[PATCH] D133850: [AArch64] Improve codegen for "trunc <4 x i64> to <4 x i8>" for all cases
Mingming Liu via Phabricator via llvm-commits
llvm-commits at lists.llvm.org
Wed Sep 28 00:08:45 PDT 2022
mingmingl added a comment.
Thanks for the work. This LGTM overall. However, I don't consider myself a qualified reviewer as activity history shows, but willing to share and help by reviewing :-)
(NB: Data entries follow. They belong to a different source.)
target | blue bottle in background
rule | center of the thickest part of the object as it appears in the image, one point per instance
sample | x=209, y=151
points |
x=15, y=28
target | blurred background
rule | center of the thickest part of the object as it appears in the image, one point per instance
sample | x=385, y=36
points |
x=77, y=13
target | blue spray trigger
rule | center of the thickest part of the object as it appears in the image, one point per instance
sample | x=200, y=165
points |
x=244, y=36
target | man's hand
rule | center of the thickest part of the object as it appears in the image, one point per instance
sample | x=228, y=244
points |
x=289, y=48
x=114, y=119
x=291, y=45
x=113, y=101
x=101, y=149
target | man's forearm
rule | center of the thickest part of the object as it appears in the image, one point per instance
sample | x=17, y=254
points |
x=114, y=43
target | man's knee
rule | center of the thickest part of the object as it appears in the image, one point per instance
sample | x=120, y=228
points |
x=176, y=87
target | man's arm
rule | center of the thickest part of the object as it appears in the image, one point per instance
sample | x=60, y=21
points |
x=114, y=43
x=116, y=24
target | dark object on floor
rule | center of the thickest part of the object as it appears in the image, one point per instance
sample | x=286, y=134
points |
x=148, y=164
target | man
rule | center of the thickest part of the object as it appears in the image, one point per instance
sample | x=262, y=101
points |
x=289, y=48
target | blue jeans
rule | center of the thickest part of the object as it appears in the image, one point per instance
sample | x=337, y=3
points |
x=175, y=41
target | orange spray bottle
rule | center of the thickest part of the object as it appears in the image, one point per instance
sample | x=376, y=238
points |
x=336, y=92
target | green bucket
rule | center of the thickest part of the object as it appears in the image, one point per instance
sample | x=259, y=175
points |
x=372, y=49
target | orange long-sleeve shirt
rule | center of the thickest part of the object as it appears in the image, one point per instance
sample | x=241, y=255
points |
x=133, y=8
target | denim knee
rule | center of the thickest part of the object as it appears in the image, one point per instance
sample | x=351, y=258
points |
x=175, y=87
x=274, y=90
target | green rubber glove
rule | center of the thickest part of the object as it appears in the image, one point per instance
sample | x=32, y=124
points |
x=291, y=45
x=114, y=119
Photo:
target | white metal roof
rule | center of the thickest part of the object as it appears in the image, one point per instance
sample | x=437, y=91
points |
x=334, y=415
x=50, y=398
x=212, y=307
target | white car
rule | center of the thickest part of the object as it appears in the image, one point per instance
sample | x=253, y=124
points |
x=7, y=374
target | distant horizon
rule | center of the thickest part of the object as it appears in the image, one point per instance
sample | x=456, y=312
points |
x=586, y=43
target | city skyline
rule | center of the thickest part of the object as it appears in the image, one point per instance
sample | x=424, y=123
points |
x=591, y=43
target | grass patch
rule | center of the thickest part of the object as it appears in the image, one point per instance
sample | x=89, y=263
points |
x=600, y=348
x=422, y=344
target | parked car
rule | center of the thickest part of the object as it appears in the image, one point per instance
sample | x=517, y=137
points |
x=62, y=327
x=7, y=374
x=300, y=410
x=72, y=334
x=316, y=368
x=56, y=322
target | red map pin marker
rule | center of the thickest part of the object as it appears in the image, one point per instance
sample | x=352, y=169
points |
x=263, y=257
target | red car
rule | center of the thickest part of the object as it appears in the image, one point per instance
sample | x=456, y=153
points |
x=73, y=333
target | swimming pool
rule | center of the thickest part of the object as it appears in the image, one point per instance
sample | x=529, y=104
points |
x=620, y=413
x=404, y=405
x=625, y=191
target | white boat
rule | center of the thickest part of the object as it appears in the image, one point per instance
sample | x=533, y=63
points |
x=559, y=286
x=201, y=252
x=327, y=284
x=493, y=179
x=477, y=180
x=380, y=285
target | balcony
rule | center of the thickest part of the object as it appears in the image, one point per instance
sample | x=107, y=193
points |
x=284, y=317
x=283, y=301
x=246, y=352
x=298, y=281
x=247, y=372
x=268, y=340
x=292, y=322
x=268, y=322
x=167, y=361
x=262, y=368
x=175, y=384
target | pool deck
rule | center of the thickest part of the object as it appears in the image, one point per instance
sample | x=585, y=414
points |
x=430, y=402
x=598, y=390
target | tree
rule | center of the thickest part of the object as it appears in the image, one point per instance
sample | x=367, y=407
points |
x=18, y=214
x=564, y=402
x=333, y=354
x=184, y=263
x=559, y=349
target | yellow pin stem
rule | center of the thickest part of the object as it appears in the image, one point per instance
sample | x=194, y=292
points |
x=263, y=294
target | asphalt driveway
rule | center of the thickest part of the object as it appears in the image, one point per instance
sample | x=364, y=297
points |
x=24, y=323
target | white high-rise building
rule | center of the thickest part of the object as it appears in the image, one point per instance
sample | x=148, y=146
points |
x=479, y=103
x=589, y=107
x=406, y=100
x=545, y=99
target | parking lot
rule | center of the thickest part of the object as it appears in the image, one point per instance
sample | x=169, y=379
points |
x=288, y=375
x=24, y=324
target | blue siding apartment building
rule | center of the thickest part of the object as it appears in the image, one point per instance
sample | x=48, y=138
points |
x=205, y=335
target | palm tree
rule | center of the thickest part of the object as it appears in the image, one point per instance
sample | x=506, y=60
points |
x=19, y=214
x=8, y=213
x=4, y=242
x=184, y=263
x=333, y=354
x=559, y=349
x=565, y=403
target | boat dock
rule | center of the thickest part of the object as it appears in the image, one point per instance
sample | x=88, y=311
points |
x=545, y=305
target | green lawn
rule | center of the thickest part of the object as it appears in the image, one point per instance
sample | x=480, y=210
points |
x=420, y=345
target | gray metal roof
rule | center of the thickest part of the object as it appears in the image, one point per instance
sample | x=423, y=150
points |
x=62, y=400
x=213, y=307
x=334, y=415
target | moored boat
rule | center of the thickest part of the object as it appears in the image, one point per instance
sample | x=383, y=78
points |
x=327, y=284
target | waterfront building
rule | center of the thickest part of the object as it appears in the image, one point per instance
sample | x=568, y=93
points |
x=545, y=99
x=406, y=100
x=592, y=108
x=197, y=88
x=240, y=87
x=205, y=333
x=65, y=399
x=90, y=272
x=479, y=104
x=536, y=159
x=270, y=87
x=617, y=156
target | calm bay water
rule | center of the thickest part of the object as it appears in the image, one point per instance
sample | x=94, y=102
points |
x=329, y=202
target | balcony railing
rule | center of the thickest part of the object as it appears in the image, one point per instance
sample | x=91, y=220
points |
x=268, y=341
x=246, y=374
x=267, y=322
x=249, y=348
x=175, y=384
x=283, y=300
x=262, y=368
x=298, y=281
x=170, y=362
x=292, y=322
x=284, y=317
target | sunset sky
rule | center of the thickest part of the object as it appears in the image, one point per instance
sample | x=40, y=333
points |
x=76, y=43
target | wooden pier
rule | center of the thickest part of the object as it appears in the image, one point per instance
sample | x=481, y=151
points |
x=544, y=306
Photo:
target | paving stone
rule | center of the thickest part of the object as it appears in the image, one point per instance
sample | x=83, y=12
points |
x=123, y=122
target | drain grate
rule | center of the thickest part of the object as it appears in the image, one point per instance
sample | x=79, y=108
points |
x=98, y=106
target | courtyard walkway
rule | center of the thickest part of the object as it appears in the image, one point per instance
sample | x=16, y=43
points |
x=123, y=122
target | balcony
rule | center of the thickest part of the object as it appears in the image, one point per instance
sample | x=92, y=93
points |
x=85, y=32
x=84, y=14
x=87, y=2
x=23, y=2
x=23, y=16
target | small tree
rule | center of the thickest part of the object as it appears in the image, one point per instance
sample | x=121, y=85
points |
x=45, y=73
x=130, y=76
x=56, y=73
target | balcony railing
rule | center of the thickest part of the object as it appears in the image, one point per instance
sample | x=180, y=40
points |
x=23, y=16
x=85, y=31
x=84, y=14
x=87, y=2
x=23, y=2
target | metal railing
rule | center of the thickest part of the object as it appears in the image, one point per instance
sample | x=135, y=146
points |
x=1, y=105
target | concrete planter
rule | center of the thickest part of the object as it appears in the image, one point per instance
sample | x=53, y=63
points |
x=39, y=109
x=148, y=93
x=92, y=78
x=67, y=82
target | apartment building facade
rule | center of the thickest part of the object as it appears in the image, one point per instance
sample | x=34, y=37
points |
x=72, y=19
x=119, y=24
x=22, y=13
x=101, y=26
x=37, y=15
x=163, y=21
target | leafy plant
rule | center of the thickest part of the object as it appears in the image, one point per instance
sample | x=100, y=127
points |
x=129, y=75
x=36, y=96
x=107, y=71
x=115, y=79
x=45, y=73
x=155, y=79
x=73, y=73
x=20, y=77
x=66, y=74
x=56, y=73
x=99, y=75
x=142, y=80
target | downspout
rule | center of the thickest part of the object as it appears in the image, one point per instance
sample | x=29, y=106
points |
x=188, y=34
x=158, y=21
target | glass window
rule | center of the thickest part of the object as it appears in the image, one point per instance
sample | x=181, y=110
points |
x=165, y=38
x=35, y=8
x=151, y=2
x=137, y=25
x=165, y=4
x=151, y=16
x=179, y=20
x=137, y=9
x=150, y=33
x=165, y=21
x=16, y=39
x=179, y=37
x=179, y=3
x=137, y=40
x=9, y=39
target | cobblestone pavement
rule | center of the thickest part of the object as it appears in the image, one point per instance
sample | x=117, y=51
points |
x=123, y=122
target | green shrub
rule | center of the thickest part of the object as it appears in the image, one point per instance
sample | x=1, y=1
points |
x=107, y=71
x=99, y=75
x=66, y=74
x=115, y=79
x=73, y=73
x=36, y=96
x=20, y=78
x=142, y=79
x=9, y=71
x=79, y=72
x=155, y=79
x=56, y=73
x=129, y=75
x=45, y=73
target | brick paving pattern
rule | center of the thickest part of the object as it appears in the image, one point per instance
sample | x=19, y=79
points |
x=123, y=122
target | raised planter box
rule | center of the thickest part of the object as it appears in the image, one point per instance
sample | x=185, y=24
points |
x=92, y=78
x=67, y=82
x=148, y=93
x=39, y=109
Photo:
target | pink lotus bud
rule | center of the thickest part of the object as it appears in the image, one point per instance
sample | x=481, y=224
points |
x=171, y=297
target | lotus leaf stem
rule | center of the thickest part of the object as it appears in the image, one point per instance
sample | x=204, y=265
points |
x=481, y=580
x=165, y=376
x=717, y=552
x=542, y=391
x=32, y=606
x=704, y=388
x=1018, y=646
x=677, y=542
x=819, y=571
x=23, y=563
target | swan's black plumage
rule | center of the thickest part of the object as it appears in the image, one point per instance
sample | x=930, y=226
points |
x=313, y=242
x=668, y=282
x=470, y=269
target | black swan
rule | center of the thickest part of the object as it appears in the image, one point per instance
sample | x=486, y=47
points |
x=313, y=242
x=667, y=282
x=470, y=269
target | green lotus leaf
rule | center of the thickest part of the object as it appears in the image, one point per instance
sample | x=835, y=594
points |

Following https://llvm.org/docs/CodeReview.html#lgtm-how-a-patch-is-accepted, I think we could wait a little bit more for feedback (or approval :)) from other reviewers.
================
Comment at: llvm/lib/Target/AArch64/AArch64ISelLowering.cpp:17843-17844
+ bool IsLittleEndian = DAG.getDataLayout().isLittleEndian();
+ if (IsLittleEndian && VT.isSimple() && VT.is64BitVector() &&
+ VT.getVectorNumElements() >= 2) {
+
----------------
nit pick about style:
It's more idiomatic to bail out early, see https://llvm.org/docs/CodingStandards.html#use-early-exits-and-continue-to-simplify-code
================
Comment at: llvm/lib/Target/AArch64/AArch64ISelLowering.cpp:17876-17881
+ SDValue SourceOp0 = getSourceOp(Op0);
+ SDValue SourceOp1 = getSourceOp(Op1);
+ EVT DestVT = VT;
+
+ if (!SourceOp0 || !SourceOp1)
+ return SDValue();
----------------
nittest nit:
I'd probably move these before `auto HalfElementSize = lambda function`, and move 'HalfElementSize' closer to where they are used.
================
Comment at: llvm/lib/Target/AArch64/AArch64ISelLowering.cpp:17883-17887
+ SDValue UzpOp0, UzpOp1, UzpResult;
+ if (HalfElementSize(SourceOp0, UzpOp0) &&
+ HalfElementSize(SourceOp1, UzpOp1)) {
+ if (UzpOp0.getValueType() != UzpOp1.getValueType())
+ return SDValue();
----------------
nit pick:
This is effectively require Uzp1 Op0 and Op1 have the same result type for correctness.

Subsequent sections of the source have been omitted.